For most fine-tuning tasks with short outputs (classification, short-form generation, extraction), max sequence length of 512 to 1024 tokens is sufficient. For long-form generation (article writing, code generation, document summarization), you may need 2048 to 4096 tokens. Every doubling of sequence length roughly doubles the memory required for that batch, so there is a real trade-off between handling long sequences and fitting larger batches in memory.
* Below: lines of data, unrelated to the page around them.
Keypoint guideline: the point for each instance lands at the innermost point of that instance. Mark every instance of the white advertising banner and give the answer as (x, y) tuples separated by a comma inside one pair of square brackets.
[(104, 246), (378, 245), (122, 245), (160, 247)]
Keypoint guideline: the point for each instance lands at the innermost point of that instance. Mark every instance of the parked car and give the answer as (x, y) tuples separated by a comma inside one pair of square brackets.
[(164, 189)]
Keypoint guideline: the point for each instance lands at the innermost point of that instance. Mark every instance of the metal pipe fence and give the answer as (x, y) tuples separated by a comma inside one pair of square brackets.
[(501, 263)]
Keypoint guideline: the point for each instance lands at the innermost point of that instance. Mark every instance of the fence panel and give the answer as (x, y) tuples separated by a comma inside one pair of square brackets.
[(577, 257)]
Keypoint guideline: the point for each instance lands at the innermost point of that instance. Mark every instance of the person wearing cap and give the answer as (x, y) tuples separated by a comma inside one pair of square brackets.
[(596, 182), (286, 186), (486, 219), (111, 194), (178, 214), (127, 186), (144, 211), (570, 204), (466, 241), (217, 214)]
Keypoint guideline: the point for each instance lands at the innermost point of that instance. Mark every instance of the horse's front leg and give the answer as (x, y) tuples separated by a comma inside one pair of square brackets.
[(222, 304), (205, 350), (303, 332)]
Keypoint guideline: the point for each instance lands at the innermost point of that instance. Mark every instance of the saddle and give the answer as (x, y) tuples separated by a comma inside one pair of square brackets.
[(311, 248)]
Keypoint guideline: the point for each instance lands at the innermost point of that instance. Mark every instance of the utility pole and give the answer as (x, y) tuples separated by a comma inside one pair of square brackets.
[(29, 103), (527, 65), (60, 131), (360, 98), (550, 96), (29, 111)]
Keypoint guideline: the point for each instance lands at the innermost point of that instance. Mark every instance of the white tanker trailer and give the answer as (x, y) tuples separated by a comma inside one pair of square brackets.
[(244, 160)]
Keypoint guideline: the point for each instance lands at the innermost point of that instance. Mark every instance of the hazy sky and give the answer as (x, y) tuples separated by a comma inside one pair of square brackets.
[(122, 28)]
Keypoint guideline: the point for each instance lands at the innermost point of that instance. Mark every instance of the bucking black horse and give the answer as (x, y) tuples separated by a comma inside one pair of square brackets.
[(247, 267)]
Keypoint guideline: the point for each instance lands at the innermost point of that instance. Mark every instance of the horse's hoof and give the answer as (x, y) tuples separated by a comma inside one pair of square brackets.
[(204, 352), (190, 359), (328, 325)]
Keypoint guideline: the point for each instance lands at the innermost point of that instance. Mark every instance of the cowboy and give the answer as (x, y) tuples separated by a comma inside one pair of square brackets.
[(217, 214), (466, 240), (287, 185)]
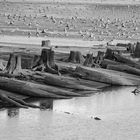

Quick Reference: Default Starting Values
These values are safe defaults for a QLoRA fine-tuning run on a 7B to 8B model with 3,000 to 5,000 training examples:
Learning rate: 2e-4. Schedule: cosine decay with 5% warmup. Effective batch size: 32 (using gradient accumulation as needed). Epochs: 3. LoRA rank: 16. LoRA alpha: 16. LoRA target: all linear layers. LoRA dropout: 0.05. Weight decay: 0.01. Max sequence length: 1024 (adjust to your data). Optimizer: AdamW (the default in Transformers). BF16 precision: yes, if your GPU supports it (all NVIDIA Ampere and newer GPUs do).
Start with these values, run a training job, evaluate the results, and adjust. In most cases, the only parameters you will need to change from these defaults are the number of epochs (if overfitting) and the LoRA rank (if the task requires more or less capacity). The learning rate and batch size defaults work for the vast majority of tasks.
Start with learning rate 2e-4, 3 epochs, LoRA rank 16 with alpha 16, effective batch size 32, and cosine decay with 5% warmup. Monitor validation loss to detect overfitting (training loss decreasing while validation loss increases). The most common mistake is training for too many epochs. These defaults work for 90% of fine-tuning tasks; adjust only when evaluation shows a specific problem.